1

sorry I am still fairly new to python and hoping someone can help me with a curve fitting issue...

I have a MxN dataframe "data" where M is number of samples and N is number of variables (10). I have a Mx1 dependent variable "Fractions" which are a fraction between 0 and 1 that correspond to each sample.

I know how to easily run a multiple linear regression between the independent variables N and and dependent variable Fractions, however, I wrapped the regression in a sigmoid regression to keep responses between 0 and 1.

I was able to perform this like so...

def sigmoid(x,b0,b1,b2,b3,b4,b5,b6,b7,b8,b9,b10):
    y = 1 / (1 + np.exp(- (b0 + b1*x[:,0] + b2*x[:,1] + b3*x[:,2] + b4*x[:,3] + b5*x[:,4] +
                       b6 * x[:,5] + b7*x[:,6] + b8*x[:,7] + b9*x[:,8] + b10*x[:,9])))
    return y

popt, pcov = curve_fit(sigmoid,data,fractions)

'''use coefficients from curve_fit to estimate new fraction from new 1xN data'''
newFraction = sigmoid(newData, *popt)

However, I would like to implement some sort of stepwise multiple regression for feature selection, preferably based on AIC. I have found these following methods using python...

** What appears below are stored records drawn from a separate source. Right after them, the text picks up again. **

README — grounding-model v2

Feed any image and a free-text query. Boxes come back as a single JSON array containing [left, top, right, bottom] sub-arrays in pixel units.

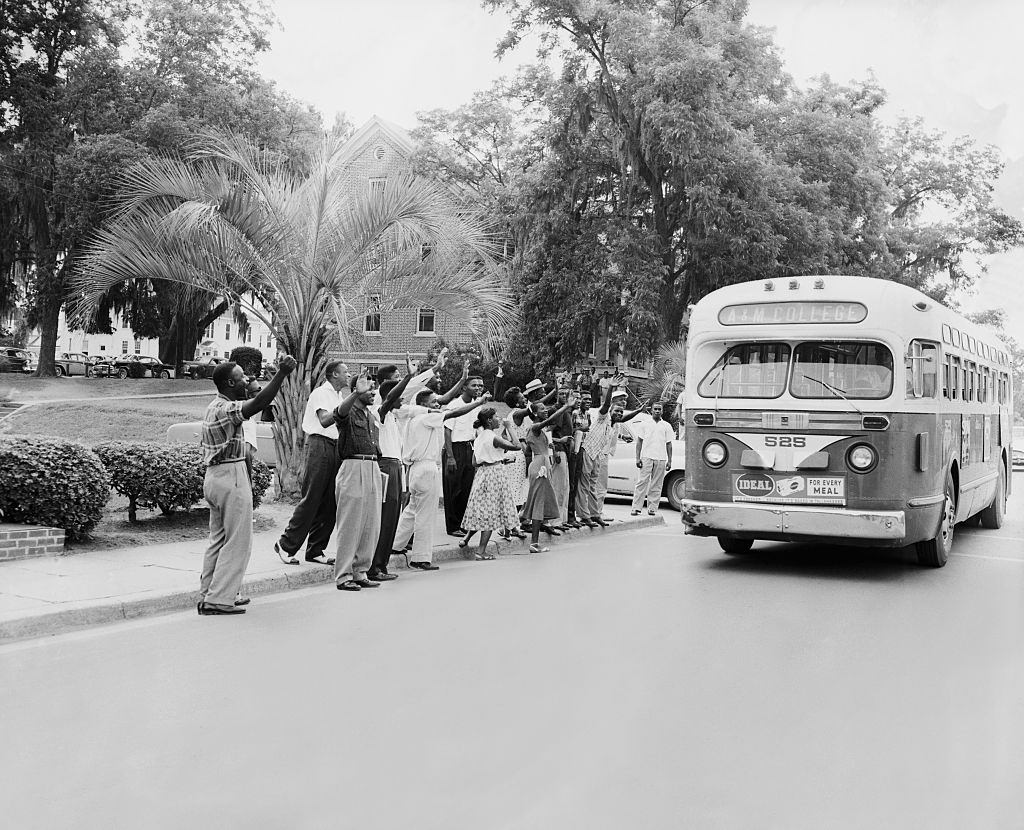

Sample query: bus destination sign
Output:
[[718, 300, 867, 325]]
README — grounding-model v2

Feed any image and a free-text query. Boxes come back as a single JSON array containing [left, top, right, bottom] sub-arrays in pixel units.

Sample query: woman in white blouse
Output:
[[459, 406, 522, 559]]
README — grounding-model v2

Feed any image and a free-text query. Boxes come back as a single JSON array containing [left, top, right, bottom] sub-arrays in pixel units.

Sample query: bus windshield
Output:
[[697, 340, 893, 400], [790, 341, 893, 400]]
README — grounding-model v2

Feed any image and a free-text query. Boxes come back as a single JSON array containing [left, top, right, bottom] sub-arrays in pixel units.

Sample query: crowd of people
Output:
[[198, 349, 673, 615]]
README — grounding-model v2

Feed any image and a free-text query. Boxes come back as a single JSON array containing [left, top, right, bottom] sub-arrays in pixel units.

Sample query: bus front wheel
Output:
[[718, 536, 754, 554], [918, 472, 956, 568], [981, 464, 1007, 530]]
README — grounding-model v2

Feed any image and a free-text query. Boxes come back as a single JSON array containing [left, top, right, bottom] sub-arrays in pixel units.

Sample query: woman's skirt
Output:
[[524, 457, 558, 526], [462, 464, 519, 530]]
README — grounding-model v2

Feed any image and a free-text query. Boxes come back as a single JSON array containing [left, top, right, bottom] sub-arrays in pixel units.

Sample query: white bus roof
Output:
[[689, 274, 1009, 365]]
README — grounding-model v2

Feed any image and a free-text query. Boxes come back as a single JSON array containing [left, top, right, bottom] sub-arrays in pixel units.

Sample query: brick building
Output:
[[332, 116, 472, 372]]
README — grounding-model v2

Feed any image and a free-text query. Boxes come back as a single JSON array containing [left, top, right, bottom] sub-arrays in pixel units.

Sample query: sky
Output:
[[260, 0, 1024, 342]]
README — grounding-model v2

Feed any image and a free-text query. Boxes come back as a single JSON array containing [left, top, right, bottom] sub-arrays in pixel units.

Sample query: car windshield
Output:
[[790, 341, 893, 400]]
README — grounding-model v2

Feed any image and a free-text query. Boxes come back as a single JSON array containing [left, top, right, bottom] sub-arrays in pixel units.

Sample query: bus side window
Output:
[[906, 340, 937, 398]]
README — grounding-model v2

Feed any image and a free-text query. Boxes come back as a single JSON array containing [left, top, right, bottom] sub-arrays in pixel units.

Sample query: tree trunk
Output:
[[35, 298, 61, 378]]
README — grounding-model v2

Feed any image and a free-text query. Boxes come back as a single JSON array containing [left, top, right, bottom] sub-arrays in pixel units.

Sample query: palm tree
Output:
[[644, 340, 686, 418], [70, 134, 513, 493]]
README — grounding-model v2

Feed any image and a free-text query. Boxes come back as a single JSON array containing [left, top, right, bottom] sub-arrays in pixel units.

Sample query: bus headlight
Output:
[[846, 444, 879, 473], [703, 441, 729, 467]]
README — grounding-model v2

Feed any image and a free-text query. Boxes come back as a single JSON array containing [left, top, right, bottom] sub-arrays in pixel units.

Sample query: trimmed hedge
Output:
[[0, 437, 111, 540], [94, 441, 270, 522]]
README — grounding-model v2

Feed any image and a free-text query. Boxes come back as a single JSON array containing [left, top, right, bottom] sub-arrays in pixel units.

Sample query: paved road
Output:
[[0, 483, 1024, 830]]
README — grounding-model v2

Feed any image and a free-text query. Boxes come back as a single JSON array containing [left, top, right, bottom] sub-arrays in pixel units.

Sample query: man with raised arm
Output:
[[197, 354, 295, 616], [273, 360, 350, 565], [392, 389, 490, 571]]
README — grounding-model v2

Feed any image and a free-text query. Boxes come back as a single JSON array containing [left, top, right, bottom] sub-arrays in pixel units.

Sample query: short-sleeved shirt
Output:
[[637, 419, 676, 462], [302, 381, 342, 440], [334, 403, 380, 461], [444, 398, 476, 442], [583, 411, 618, 458], [201, 395, 246, 467], [396, 406, 444, 464]]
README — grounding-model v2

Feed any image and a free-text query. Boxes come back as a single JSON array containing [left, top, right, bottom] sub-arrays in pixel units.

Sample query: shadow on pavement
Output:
[[705, 541, 930, 582]]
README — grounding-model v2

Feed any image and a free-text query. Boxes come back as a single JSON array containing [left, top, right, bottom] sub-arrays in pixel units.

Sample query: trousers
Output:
[[279, 434, 338, 561], [199, 461, 253, 606], [441, 441, 473, 533], [633, 458, 669, 510], [392, 461, 440, 562], [334, 458, 381, 584], [371, 458, 401, 573]]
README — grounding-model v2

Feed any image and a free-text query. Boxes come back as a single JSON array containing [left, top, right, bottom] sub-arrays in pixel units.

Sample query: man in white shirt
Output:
[[441, 362, 483, 536], [273, 360, 350, 565], [630, 403, 676, 516], [393, 389, 490, 571]]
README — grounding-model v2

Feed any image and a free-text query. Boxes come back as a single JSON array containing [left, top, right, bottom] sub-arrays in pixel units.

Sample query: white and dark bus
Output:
[[682, 276, 1013, 567]]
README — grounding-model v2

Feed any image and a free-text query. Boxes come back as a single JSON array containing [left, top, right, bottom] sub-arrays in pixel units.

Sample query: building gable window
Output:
[[362, 294, 381, 335], [416, 308, 434, 335]]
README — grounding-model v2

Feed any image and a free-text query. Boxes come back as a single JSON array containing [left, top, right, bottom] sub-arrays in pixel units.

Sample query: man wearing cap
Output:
[[441, 361, 483, 536], [577, 375, 643, 527]]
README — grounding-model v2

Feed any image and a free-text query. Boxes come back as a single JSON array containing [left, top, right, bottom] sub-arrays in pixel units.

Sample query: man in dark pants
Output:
[[441, 361, 483, 536], [367, 354, 416, 582], [273, 360, 349, 565]]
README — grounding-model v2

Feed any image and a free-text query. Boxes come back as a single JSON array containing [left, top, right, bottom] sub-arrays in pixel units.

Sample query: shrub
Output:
[[0, 437, 111, 540], [95, 441, 270, 522], [94, 441, 206, 522]]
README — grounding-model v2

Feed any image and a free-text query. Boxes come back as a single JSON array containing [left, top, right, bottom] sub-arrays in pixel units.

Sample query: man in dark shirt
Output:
[[334, 370, 383, 591]]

http://scikit-learn.org/stable/modules/generated/sklearn.feature_selection.RFE.html https://planspace.org/20150423-forward_selection_with_statsmodels/ https://datascience.stackexchange.com/questions/24405/how-to-do-stepwise-regression-using-sklearn/24447#24447

But all of these methods rely on using a regression that involves a .fit() method. Is there a way to implement a model like above using a any of the .fit() methods like statsmodels or lmfit? I have also looked into Lasso-type methods, however, again can't figure out how to implement my function.

Jkravz
  • 13
  • 2
  • so in other words, are you trying to do feature selection with logistic regression? – Yohanes Gultom Aug 08 '18 at 00:57
  • Yes in a way, however its not technically a logistic regression because my responses are not binary. I am trying to predict a response between 0 and 1, the model is essentially a multilinear regression, just wrapped in a sigmoid, if that makes sense. – Jkravz Aug 08 '18 at 08:16
  • Ah, yes, my bad. I missed the "between" part and forgot what sigmoid is. If you want to use RFE, I think you can try to wrap your existing model in an scikit-learn estimator class https://stackoverflow.com/questions/51679173/using-sklearn-rfe-with-an-estimator-from-another-package/51686174#51686174 – Yohanes Gultom Aug 08 '18 at 08:30
  • Thanks, I will take a look and get back.. – Jkravz Aug 08 '18 at 09:00

1 Answers1

0

I think you should be able to do something like this with lmfit (incomplete because your example is incomplete):

from lmfit import Model
def sigmoid(x,b0,b1,b2,b3,b4,b5,b6,b7,b8,b9,b10):
    y = 1 / (1 + np.exp(- (b0 + b1*x[:,0] + b2*x[:,1] + b3*x[:,2] + b4*x[:,3] + b5*x[:,4] +
                       b6 * x[:,5] + b7*x[:,6] + b8*x[:,7] + b9*x[:,8] + b10*x[:,9])))
    return y

smodel = Model(sigmoid)
params = smodel.make_params(b0=1, b1=0, b2=0.1, b3=0.01, b4=0.01, b5=0.01, 
                            b6=0.01, b7=0.01, b8=0.01, b9=0.01, b10=0.01)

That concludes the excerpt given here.